Infatti, l’autoctaedrazione della Corte ha ordinato un nuovo processo d’appello bis per Alessandro Impagnatiello, quell’individuo già condannato all’ergastolo – mica bruscolini – per l’omicidio della povera Giulia. La giustizia, in tutta la sua saggezza, sembra voler rispolverare tutta la vicenda e rimettere tutto sul tavolo, magari per rivedere le tracce di questa lunga premeditazione.
La premeditazione: un dettaglio da non sottovalutare
Che sorpresa, eh? Progetti così crudeli e ben architettati non nascono come funghi. Evidentemente, Impagnatiello aveva tutto un piano, riflettendo e rimuginando per un bel po’. Ma chi avrebbe mai sospettato? Nel mondo della giustizia, però, riconoscere la lucidità dell’autore di un crimine è di fondamentale importanza, specie quando, nel caso, si sfiora l’accuratezza e la freddezza di un vero e proprio calcolo.
Un dettaglio che, a quanto pare, sfugge a molti. Non è solo questione di “delitto passionale” o di un momento di follia, ma di una lunga sequenza di pensieri e di progettazioni. Un’agghiacciante dimostrazione che certe tragedie si potrebbero evitare, se solo qualcuno avesse il buon senso di interrogarsi prima.
Un appello bis che non placa le polemiche
Come se non bastasse il primo verdetto, ecco che il processo d’appello torna sotto il riflettore, regalandoci un altro round di giustizia spettacolo. Il nuovo processo bis non è solo uno strumento tecnico-legale, ma anche una stupefacente occasione per riesaminare ogni dettaglio con lente d’ingrandimento – e ironia della sorte, senza tralasciare nulla di ciò che finora ci era stato nascosto.

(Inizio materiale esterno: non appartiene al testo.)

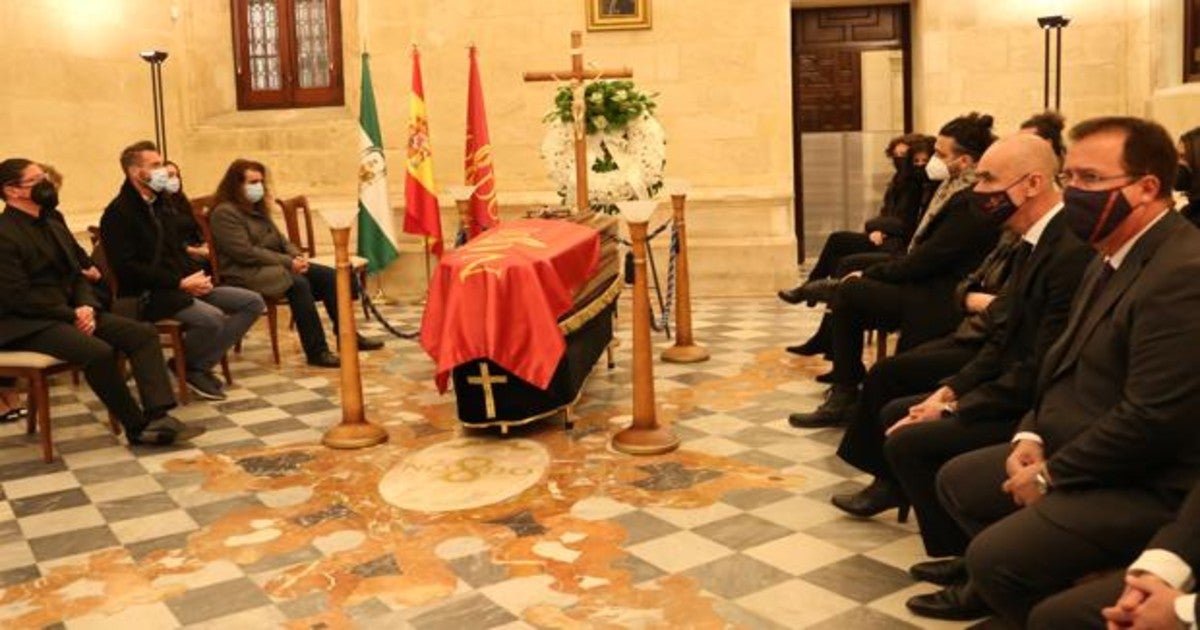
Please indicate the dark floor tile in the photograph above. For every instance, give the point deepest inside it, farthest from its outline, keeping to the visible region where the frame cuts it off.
(108, 472)
(19, 575)
(864, 618)
(736, 576)
(217, 600)
(641, 527)
(72, 543)
(276, 426)
(135, 507)
(859, 579)
(742, 532)
(142, 549)
(479, 570)
(207, 514)
(472, 611)
(29, 468)
(49, 502)
(753, 498)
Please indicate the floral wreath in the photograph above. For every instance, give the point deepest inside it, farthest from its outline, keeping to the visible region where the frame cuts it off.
(625, 144)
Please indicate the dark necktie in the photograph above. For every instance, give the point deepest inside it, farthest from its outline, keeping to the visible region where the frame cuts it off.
(1107, 271)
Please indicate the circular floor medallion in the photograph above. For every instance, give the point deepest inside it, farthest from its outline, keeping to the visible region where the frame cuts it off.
(463, 474)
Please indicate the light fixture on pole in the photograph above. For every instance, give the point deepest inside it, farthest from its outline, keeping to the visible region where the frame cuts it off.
(645, 437)
(1056, 23)
(461, 196)
(685, 349)
(354, 431)
(155, 58)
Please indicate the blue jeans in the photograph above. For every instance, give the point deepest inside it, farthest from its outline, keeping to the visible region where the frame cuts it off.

In pratica, la Corte di Cassazione si è presa la briga di sottolineare ciò che dovrebbe essere ovvio: chi uccide con calma e metodo, deve rispondere di ogni singolo passo della sua orrenda scalata verso il delitto. Non proprio una rivoluzione, ma a quanto pare, un chiarimento necessario in tempi in cui la giustizia sembra oscillare tra lampi di brillantezza e momenti di confusione collettiva.

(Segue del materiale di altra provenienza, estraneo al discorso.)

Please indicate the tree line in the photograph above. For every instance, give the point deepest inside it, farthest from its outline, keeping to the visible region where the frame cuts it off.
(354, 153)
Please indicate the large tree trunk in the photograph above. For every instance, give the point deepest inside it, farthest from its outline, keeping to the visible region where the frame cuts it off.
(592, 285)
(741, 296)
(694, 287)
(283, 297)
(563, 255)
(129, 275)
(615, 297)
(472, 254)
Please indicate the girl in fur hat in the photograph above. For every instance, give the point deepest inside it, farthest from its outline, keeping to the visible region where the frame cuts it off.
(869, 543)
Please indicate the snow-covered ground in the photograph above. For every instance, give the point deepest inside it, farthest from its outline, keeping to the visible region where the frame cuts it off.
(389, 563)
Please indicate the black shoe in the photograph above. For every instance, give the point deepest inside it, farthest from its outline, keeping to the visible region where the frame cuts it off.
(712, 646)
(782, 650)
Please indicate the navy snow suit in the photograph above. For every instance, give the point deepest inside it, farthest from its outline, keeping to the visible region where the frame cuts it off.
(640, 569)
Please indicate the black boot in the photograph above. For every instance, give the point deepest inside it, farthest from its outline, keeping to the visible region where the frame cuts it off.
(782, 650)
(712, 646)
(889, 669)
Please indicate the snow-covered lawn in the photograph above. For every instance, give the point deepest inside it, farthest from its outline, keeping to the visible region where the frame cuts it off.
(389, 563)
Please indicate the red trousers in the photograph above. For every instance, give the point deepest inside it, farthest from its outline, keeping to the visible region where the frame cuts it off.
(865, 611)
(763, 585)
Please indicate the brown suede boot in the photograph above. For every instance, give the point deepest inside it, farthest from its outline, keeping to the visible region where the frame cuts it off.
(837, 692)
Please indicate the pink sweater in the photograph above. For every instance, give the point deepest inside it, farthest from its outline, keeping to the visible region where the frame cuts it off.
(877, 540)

Riflessioni finali su un caso che macchia l’Italia
Questa vicenda torna a farci scontrare con una realtà tanto tragica quanto paradossale: il nostro sistema legale che oscilla tra lentezze e impennate di severità, il tessuto sociale che fatica a proteggere i suoi membri più vulnerabili, e la mente umana che spesso riesce a pianificare l’irreparabile senza che nessuno se ne accorga in tempo.

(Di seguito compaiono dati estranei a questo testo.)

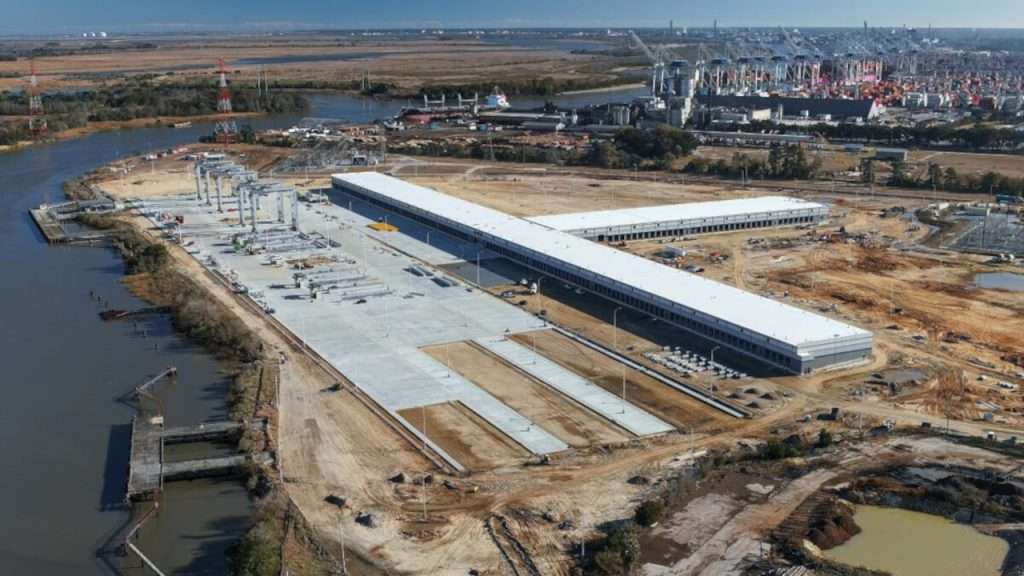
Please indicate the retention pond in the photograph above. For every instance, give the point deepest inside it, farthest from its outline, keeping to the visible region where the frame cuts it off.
(909, 543)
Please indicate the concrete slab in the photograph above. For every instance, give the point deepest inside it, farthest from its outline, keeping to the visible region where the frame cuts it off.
(374, 343)
(576, 386)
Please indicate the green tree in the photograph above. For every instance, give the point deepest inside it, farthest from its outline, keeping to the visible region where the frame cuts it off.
(621, 552)
(950, 179)
(649, 512)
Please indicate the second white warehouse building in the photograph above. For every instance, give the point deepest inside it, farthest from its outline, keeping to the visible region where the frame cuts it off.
(687, 219)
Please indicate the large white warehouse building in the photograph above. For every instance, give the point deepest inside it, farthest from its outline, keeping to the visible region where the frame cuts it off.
(775, 333)
(687, 219)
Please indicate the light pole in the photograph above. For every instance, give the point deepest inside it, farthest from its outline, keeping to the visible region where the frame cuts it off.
(448, 360)
(713, 368)
(539, 297)
(624, 387)
(614, 328)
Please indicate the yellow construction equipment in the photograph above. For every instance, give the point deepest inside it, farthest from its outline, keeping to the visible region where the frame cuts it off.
(383, 227)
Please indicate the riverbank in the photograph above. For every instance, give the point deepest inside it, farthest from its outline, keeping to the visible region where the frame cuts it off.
(602, 89)
(207, 315)
(112, 125)
(152, 276)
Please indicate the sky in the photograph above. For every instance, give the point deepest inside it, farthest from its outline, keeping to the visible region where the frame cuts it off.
(41, 16)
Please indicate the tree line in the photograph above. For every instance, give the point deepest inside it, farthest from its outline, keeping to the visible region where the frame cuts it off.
(975, 136)
(631, 148)
(948, 179)
(787, 162)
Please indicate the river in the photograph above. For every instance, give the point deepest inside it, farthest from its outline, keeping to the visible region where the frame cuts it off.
(356, 109)
(909, 543)
(66, 434)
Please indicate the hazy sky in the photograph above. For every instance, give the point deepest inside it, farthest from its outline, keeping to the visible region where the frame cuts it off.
(126, 15)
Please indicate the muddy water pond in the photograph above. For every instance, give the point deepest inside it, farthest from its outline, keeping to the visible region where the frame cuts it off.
(909, 543)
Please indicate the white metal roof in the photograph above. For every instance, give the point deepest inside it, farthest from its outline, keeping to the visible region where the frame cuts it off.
(693, 211)
(757, 314)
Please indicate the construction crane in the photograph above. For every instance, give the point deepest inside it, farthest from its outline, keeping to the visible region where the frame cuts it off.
(657, 62)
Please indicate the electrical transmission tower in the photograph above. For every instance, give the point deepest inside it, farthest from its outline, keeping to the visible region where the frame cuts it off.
(226, 130)
(37, 118)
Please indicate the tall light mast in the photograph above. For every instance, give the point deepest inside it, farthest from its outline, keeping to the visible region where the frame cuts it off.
(226, 130)
(37, 118)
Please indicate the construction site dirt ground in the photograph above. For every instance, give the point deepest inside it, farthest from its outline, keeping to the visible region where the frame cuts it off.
(330, 443)
(554, 412)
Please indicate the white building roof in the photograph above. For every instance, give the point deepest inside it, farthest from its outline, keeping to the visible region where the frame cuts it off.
(736, 208)
(756, 314)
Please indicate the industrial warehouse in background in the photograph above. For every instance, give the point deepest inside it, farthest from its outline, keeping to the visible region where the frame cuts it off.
(771, 332)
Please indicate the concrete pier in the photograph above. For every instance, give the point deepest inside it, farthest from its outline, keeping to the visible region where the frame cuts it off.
(147, 470)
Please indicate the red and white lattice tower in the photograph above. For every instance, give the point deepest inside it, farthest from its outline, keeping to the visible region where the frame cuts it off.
(37, 118)
(226, 130)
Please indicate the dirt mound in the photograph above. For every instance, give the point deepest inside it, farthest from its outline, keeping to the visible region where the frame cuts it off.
(834, 525)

Insomma, Alessandro Impagnatiello e la sua vittima Giulia ci ricordano che dietro ogni cronaca nera ci sono decenni di omissioni, fragilità che nessuno vuole vedere, e una giustizia che, a tratti, sembra giocare a nascondino con la verità.
Come sempre, un’occasione per riflettere, magari con meno retorica e più coraggio. Perché certe ingiustizie non nascono dal nulla, si nutrono di silenzi imbarazzanti e di pazienze malriposte.